Prof. Quraish Shihab memaknai kata fitrah yaitu kembali kepada kesucian, atau asal kejadian manusia. Menyambung makna ini, orang-orang biasanya membatasi kembali fitri (di hari Idul Fitri) yaitu ketika seseorang bisa saling maaf memaafkan. Lepas dosanya bagai bayi yang dilahirkan kembali.
Namun, jika mencermati makna kesucian sebagaimana manusia semula jadi itu, maka kesucian bukan hanya meliputi kebersihan diri dari dosa, tetapi kesucian itu adalah semakin kuatnya manusia dengan karakter utama kemanusiaannya, yaitu makhluk yang sejak lahir sudah memiliki kodrat yang berbeda dengan makhluk lain.
Ayatullah Murtadha Muthahhari membedakan fitrah dari dua potensi lainnya yang masing-masing dimiliki oleh tumbuhan dan binatang. Pada tumbuhan, Muthahhari menyebut potensi itu sebagai tabiat. Yaitu naluri tumbuhan untuk terus tumbuh, namun tanpa perkembangan dan tanpa kesadaran.

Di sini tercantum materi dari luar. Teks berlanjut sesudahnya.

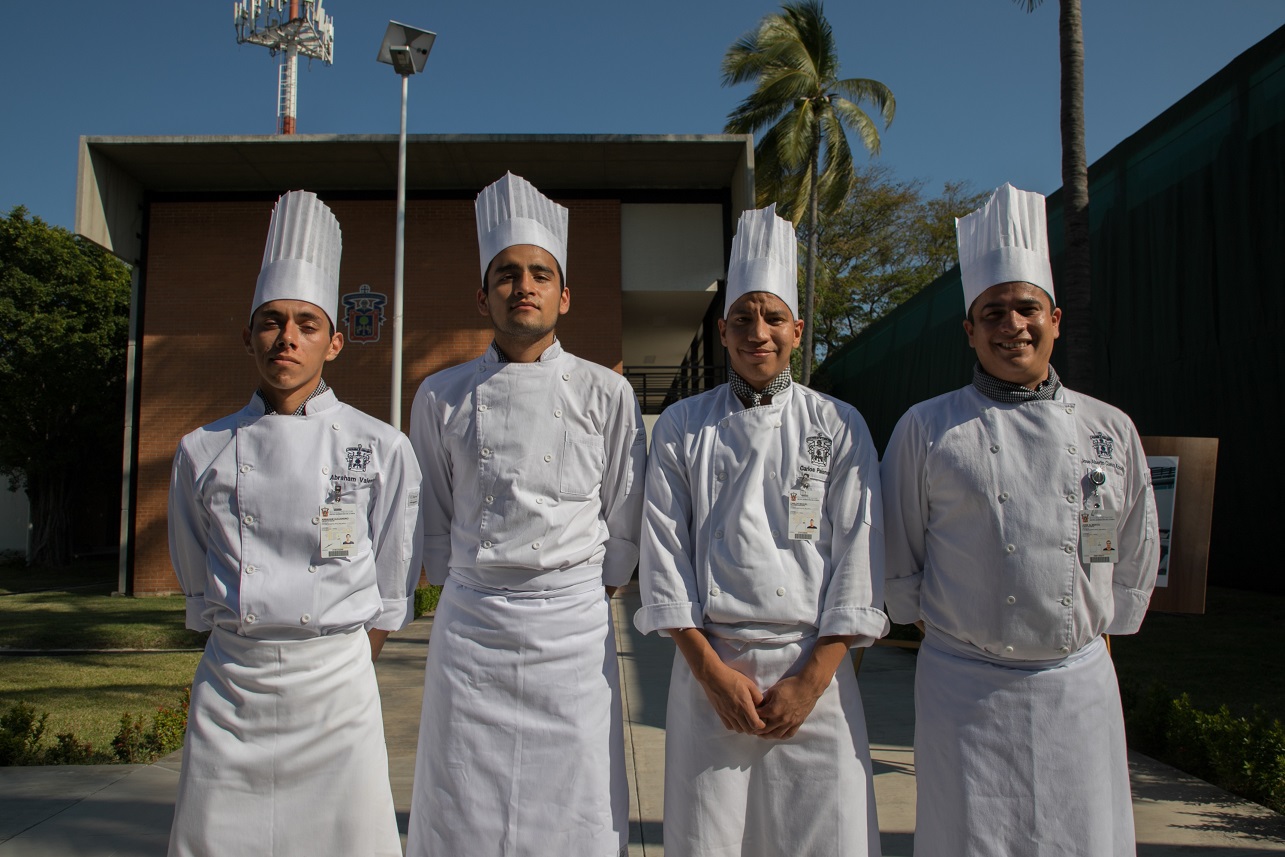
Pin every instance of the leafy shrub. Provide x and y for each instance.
(425, 599)
(1241, 754)
(19, 735)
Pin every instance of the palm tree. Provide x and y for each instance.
(802, 161)
(1073, 288)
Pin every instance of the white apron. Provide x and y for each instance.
(285, 752)
(521, 743)
(1019, 757)
(729, 794)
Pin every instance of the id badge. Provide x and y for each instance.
(806, 512)
(1098, 540)
(338, 530)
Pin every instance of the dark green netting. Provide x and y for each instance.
(1189, 302)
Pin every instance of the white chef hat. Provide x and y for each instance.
(763, 258)
(301, 260)
(512, 211)
(1005, 240)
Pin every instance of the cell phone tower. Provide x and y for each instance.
(292, 28)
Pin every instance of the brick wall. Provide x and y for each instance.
(203, 258)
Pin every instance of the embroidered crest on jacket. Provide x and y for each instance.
(359, 456)
(1103, 445)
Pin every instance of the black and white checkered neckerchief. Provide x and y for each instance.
(1010, 393)
(302, 409)
(747, 393)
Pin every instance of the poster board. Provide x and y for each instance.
(1193, 510)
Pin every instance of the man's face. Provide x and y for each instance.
(760, 333)
(524, 293)
(291, 343)
(1013, 330)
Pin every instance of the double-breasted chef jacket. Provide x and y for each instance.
(1019, 742)
(532, 501)
(717, 555)
(284, 747)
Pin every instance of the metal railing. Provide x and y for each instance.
(658, 387)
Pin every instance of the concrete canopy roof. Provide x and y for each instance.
(117, 172)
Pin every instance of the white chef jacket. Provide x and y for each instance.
(246, 496)
(982, 501)
(530, 468)
(716, 547)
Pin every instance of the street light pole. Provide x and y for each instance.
(406, 50)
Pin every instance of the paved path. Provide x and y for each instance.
(125, 810)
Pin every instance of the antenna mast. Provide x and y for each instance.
(291, 28)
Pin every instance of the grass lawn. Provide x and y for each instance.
(73, 609)
(1229, 655)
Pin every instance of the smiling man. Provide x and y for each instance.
(292, 532)
(762, 558)
(1020, 528)
(533, 465)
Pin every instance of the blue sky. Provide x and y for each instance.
(975, 80)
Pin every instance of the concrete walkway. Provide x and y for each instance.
(125, 811)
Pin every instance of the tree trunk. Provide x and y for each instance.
(1074, 287)
(810, 280)
(50, 522)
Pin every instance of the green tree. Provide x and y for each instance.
(1073, 287)
(887, 243)
(64, 307)
(802, 161)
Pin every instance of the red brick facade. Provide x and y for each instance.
(202, 260)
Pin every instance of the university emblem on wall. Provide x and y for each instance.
(364, 314)
(819, 450)
(1103, 445)
(359, 456)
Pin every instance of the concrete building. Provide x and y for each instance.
(652, 219)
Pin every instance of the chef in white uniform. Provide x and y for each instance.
(533, 464)
(293, 531)
(762, 558)
(1020, 530)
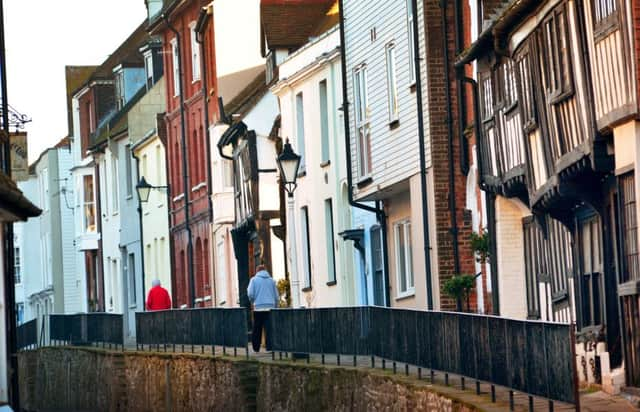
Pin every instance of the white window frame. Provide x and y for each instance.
(392, 82)
(176, 64)
(411, 36)
(362, 120)
(195, 53)
(115, 195)
(407, 262)
(221, 271)
(86, 204)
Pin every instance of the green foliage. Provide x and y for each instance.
(480, 243)
(284, 290)
(459, 287)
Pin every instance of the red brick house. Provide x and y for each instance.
(186, 54)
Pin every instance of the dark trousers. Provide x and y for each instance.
(260, 321)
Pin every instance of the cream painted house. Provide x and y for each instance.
(309, 91)
(149, 150)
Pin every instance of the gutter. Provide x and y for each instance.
(423, 162)
(380, 214)
(452, 183)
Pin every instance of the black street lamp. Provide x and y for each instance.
(144, 189)
(288, 163)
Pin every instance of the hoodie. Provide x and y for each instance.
(262, 291)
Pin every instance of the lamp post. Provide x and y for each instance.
(288, 163)
(144, 190)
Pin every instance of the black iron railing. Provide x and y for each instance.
(206, 326)
(28, 335)
(526, 356)
(86, 328)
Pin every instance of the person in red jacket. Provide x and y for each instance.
(158, 298)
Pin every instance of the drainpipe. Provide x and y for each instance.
(203, 80)
(452, 184)
(462, 106)
(185, 169)
(144, 303)
(382, 218)
(423, 160)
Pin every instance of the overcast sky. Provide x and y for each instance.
(42, 37)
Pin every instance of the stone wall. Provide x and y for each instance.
(81, 379)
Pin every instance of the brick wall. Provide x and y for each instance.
(437, 114)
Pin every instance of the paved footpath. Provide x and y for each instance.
(445, 383)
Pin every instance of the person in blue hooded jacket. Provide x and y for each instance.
(263, 294)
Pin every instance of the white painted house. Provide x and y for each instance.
(383, 128)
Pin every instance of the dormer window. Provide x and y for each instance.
(195, 53)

Pada binatang Muthahhari menggunakan istilah insting (gharizah), yaitu naluri binatang untuk tumbuh dan berkembang dan hanya memiliki kesadaran masa kini, yakni hanya menyangkut pemenuhan kebutuhan hidupnya semata.
Tabiat dan insting pada hewan dan tumbuhan itulah yang menyebabkan kedua makhluk tersebut hidupnya bergerak sesuai  dengan pergerakan alam. Manusia berbeda, manusia dapat berlaku kreatif dengan akal-pikirannya. Ia tidak mesti tunduk pada alam, bahkan ia bisa membuat alam tunduk pada inovasinya. Maka wajar jika manusia diberi predikat khalifah di muka bumi.
Karena potensi manusia yang dapat tumbuh, berkembang, dan punya kesadaran sejarah, kini, dan masa depan itulah, maka naluri yang ada pada manusia bagi Muthahhari adalah fitrah. Dan karakter inilah yang dibentuk maksimal melalui ibadah puasa.
Demikianlah 8 makna puasa bagi yang menjalankannya dengan sebaik-baiknya. Semoga kita semua bisa kembali ke fitrah kita sebagai manusia di hari yang fitri nanti.